The Brahan Seer: The Story of Scotland's Nostradamus by Douglas ThompsonBy Douglas Thompson (Acair Ltd.; 2014)

An assured and compelling fictional account of “Scotland’s Nostradamus” Coinneach Odhar, a 17th Century man who allegedly possessed telekinetic powers that allowed him to see into the future. As this novel tells it, Coinneach foresaw quite a few assorted disasters, as well as the devastation of World War II and his own demise.

The author is Douglas Thompson, whose warped ecological chiller SYLVOW was one of my favorite reads of 2010. Thompson relates Odhar’s tale in a highly poetic manner that emphasizes the burnished landscape, suggesting that Coinneach’s story is forever etched in the rocks, soil and sea of Scotland. Yet the book is also lively and eminently readable.

As related here, Coinneach’s story begins with an old mystic who rapes his mother the day after her wedding. The mystic is killed but his powers live on in Coinneach, who as a child is visited by spectral friends that (in the manner of THE SHINING’S Tony) impart bits of pertinent information about the people and landscapes around him. Coinneach grows into a unerringly virtuous and principled man whose “talents” aren’t without negative connotations, foremost among them the fact that the future occurrences Coinneach foresees cannot be altered in any way.
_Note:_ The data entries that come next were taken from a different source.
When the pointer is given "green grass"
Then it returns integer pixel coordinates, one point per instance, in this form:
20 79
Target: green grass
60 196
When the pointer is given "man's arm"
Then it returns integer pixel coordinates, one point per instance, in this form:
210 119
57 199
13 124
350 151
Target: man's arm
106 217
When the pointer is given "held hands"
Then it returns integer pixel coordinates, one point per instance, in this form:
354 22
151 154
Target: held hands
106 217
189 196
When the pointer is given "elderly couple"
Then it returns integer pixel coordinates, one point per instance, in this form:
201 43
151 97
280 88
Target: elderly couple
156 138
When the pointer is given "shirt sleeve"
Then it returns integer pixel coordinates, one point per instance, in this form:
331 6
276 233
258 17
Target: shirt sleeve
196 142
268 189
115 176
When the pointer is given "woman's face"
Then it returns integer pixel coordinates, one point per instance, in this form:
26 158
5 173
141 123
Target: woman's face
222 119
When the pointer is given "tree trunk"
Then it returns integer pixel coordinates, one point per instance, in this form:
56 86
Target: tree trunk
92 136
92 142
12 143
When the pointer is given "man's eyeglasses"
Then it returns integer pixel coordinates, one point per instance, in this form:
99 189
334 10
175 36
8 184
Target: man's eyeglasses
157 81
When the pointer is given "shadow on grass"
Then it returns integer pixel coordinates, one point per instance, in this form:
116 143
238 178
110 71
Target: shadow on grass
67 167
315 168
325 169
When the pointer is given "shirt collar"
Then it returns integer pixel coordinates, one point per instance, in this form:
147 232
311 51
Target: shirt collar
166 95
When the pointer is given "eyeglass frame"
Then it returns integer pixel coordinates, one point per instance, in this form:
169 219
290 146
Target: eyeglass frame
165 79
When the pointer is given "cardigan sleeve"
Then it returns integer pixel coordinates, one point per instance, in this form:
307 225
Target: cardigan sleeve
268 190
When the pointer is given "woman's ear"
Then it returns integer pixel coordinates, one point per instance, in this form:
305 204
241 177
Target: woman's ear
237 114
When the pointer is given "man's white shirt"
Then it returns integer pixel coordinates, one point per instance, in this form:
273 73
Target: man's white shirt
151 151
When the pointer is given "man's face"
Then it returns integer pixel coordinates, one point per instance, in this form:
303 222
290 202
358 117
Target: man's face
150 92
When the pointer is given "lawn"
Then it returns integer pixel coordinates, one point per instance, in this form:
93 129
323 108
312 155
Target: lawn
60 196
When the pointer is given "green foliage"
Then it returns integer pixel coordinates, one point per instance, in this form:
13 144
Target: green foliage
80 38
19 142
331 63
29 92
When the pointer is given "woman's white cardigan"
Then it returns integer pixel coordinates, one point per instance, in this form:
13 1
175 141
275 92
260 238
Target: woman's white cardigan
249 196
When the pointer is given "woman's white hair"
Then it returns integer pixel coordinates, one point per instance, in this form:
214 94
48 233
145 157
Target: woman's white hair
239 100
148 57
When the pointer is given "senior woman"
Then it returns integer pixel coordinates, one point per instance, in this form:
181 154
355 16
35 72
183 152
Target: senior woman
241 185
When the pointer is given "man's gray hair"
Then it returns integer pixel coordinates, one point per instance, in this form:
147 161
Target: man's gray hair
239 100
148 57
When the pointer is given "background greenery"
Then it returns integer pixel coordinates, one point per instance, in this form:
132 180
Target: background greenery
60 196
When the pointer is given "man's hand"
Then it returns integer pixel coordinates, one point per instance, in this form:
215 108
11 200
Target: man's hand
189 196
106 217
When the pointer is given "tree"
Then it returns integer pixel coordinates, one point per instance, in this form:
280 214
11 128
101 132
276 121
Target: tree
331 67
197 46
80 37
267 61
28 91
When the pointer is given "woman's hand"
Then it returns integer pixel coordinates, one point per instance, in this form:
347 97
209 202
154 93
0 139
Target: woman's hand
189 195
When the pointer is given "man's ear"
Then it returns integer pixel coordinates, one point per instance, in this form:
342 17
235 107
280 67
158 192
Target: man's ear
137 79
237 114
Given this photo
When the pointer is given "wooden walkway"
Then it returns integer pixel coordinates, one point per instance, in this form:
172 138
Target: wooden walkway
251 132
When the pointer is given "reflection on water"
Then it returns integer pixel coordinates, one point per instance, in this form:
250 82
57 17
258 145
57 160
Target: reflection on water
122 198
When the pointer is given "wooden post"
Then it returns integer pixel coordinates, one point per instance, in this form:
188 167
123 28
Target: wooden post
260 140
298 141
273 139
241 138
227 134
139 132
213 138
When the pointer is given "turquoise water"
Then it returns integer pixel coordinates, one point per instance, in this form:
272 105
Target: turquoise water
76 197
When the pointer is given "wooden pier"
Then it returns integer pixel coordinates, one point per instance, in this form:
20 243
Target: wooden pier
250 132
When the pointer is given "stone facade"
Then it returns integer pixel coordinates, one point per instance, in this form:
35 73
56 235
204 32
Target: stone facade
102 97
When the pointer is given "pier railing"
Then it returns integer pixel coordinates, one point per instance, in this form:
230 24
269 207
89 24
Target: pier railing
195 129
Coinneach’s visions naturally gain him widespread fame and important political connections. This leads to trouble, alas, when Coinneach reveals some better-left-unsaid information, and his story increasingly comes to resemble that of a certain other, much older supernaturally endowed individual who was sacrificed for his convictions.

In an afterward the author makes it clear that his account, historically based though it may be, is not to be taken as gospel. THE BRAHAN SEER is admittedly comprised as much of legend as it is historical fact, along with a goodly amount of outright fiction. Douglas Thompson further concedes that Coinneach Odhar may not have actually existed, or could be an amalgamation of more than one person. Yet I can’t imagine a better fictional treatment of this enigmatic figure, in a book that works as good historical fiction and good fiction, period.